Methods: For the in vitro studies, three concentrations (5, 10, and 20 μM) of the 1-hydroxy-3-(E)-
pyridine-3-ylmethylidene urea derivative SB (L)-metal complexes (L-Cd, L-Cu, L-Zn) were used to
determine the viability of HT-29 cell line with dimethylsulphoxide (DMSO) as control. On the other hand,
colorectal cancer was induced with subcutaneous administration of azoxymethane (AOM; 15 mg/kg) in
35 Wistar albino rats, which were assigned to five treatment groups consisting of DMSO (negative
control), cisplatin (15 mg/kg, positive control), AOM + L-Cd (25 mg/kg), AOM + L-Cu (25 mg/kg) and
AOM + L-Zn (25 mg/kg) groups, respectively.

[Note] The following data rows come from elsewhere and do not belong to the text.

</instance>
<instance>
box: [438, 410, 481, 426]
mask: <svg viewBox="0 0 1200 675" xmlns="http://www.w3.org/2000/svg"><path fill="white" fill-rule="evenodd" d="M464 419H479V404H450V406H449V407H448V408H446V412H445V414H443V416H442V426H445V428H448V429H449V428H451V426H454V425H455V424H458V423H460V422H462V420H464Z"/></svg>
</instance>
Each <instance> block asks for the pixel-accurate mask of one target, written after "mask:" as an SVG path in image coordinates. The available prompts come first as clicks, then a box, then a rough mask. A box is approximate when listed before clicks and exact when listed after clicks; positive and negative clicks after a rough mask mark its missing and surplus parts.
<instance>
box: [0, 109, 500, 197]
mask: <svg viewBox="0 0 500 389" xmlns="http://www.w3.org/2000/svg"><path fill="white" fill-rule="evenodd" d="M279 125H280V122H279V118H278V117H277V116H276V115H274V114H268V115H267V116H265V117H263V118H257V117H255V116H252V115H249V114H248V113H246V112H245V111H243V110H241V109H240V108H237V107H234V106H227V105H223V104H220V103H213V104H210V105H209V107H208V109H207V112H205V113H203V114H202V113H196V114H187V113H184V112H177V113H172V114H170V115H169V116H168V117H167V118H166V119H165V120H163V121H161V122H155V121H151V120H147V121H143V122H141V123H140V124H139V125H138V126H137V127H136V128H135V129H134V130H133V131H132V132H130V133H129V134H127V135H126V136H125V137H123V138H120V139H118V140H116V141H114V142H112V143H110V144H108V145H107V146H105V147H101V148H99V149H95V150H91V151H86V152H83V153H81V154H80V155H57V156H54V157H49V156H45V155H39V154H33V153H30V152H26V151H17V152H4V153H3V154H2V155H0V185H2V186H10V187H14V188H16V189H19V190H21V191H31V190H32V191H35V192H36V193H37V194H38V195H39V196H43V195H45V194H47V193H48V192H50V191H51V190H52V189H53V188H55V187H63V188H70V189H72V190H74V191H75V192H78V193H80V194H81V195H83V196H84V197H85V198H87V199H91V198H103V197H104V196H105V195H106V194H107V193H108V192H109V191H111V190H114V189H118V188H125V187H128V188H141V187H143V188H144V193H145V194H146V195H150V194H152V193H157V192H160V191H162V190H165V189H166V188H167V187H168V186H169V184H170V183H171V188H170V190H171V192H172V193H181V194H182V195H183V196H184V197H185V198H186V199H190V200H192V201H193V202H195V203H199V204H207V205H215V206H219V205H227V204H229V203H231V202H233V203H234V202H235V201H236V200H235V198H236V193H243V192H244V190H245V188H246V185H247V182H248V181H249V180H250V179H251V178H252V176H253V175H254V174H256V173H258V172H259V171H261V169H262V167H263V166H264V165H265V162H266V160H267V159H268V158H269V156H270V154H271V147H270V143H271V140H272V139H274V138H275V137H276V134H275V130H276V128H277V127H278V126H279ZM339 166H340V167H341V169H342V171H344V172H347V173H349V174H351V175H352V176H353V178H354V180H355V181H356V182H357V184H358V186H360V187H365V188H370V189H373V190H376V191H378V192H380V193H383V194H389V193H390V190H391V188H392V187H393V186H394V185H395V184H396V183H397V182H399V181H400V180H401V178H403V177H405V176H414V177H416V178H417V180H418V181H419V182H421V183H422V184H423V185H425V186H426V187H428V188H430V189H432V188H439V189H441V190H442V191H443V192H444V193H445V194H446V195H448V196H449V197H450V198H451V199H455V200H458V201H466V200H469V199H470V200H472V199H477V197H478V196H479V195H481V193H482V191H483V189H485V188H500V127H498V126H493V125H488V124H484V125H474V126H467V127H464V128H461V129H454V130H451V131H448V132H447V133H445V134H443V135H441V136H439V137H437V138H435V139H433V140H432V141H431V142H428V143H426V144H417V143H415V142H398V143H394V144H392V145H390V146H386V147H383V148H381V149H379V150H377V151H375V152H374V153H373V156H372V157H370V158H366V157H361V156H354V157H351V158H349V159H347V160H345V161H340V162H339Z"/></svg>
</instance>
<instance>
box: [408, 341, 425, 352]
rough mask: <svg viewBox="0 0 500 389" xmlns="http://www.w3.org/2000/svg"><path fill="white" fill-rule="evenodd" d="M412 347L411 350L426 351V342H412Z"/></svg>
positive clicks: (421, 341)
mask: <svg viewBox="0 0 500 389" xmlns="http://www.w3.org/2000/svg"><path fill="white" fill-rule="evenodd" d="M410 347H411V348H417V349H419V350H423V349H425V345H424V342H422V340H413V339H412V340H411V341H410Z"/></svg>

Tumor formation was observed by macroscopic and
microscopic examinations.
Results: Tumour formation was not observed in the positive control group. The rats treated with AOM
(excluding L-Cu and cisplatin group) displayed severe dysplasia and adenocarcinoma formations in the
oil+DMSO, L-Cd and L-Zn groups. When compared with the cisplatin group in the in vivo studies, the Cu
complex had a more favorable effect against colon cancer.
Conclusion: Consequently, hydroxyurea derivative SB-metal complexes exhibit antiproliferative activity
in both in vitro (p < 0.0001) and in vivo studies.